Harness-1: Reinforcement Learning for Search Agents with State-Externalizing Harnesses
Researchers introduce Harness-1, a 20B parameter search agent that separates semantic decision-making from state management by externalizing working memory to a stateful harness environment. The system achieves 73% average curated recall across eight retrieval benchmarks, outperforming comparable open-source searchers by 11.4 points while generalizing well to held-out transfer tasks.
Harness-1 addresses a fundamental architectural inefficiency in reinforcement learning-based search agents: forcing neural policies to simultaneously optimize search strategy and manage routine bookkeeping creates unnecessary cognitive load on the model. By moving working memory, candidate pools, evidence tracking, and context management to an external harness, the researchers allow the policy to focus exclusively on high-level semantic decisions like what to search for, which documents matter, and when to stop searching.
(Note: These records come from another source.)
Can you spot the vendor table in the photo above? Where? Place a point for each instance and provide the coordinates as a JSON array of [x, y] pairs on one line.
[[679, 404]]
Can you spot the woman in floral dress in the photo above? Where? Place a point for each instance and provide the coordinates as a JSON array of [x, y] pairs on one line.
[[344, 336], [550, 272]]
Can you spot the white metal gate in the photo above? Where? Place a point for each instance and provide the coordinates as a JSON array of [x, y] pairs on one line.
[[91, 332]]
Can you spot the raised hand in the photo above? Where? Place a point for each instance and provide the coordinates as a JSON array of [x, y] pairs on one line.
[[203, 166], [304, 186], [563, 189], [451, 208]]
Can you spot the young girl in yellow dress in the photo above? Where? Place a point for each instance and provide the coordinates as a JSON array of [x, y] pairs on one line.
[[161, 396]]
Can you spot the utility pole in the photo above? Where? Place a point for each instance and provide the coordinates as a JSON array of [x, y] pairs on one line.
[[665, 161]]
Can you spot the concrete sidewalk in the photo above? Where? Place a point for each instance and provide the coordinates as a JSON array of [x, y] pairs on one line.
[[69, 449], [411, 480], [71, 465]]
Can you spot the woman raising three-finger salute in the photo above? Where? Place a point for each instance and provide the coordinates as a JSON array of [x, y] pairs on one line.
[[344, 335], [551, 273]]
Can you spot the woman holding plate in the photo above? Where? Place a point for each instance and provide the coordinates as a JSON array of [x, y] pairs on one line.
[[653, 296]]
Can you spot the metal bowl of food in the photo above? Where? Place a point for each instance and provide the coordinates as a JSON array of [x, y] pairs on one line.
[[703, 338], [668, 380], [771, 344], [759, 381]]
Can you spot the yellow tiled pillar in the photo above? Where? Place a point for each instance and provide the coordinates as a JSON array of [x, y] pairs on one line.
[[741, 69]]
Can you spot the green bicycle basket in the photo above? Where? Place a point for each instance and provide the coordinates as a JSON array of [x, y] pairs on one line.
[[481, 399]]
This separation of concerns builds on established principles in software engineering and cognitive science. Traditional search systems have long maintained explicit state structures, yet recent neural approaches conflate policy learning with state tracking. The Harness-1 approach represents a pragmatic hybrid: leveraging reinforcement learning for nuanced decision-making while letting deterministic algorithms handle reliable bookkeeping. The 20B parameter size remains modest compared to frontier models, yet achieves competitive performance through better architectural design rather than scale.
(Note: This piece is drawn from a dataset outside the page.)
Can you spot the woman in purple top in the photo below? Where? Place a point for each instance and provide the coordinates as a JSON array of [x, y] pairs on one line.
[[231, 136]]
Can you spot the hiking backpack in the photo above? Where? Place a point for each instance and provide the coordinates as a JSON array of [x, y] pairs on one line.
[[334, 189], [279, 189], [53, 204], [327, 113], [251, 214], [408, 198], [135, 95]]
The benchmark results demonstrate meaningful improvements across heterogeneous domains—web search, financial documents, patents, and multi-hop question answering—with particularly strong gains on transfer benchmarks. This suggests the learned behaviors capture generalizable search principles rather than memorizing training domain artifacts. The open-source release enables community validation and potential integration into production systems.
Looking forward, this work questions the prevailing assumption that larger models necessarily solve complex agentic tasks. The generalization strength on held-out benchmarks hints that explicit state management could enable more sample-efficient and interpretable agent training, potentially influencing how search and reasoning systems are designed across both research and commercial applications.
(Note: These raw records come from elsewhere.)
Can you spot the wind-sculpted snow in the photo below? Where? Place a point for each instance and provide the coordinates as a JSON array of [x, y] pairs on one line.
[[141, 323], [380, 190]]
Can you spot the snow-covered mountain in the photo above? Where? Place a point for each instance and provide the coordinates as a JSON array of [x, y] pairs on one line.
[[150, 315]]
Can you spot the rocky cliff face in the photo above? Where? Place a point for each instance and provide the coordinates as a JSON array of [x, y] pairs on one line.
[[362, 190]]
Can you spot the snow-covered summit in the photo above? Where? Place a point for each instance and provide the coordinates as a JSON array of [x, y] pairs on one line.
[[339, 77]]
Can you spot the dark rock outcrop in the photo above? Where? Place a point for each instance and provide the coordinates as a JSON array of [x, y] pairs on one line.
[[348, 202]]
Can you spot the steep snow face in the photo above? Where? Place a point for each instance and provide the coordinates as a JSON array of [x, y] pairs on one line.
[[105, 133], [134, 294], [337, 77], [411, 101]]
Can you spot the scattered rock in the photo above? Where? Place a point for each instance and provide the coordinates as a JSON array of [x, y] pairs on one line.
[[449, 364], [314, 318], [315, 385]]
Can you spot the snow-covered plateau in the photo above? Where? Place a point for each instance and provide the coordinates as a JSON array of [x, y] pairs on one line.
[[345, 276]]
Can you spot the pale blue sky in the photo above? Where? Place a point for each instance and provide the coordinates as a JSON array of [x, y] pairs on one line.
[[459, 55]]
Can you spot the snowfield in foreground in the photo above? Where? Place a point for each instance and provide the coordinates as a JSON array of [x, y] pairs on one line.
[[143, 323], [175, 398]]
- →Externalizing state management from neural policies improves search agent performance and generalization without requiring larger models.
- →Harness-1's 20B parameters achieve 73% curated recall, outperforming 11.4 points above comparable open-source search agents.
- →The architecture separates semantic decisions from bookkeeping, allowing reinforcement learning to optimize only high-level search strategy.
- →Strong transfer benchmark performance suggests learned behaviors generalize beyond training domains rather than overfitting.
- →Open-source release enables broader adoption and validates that architectural design can rival scale-based improvements.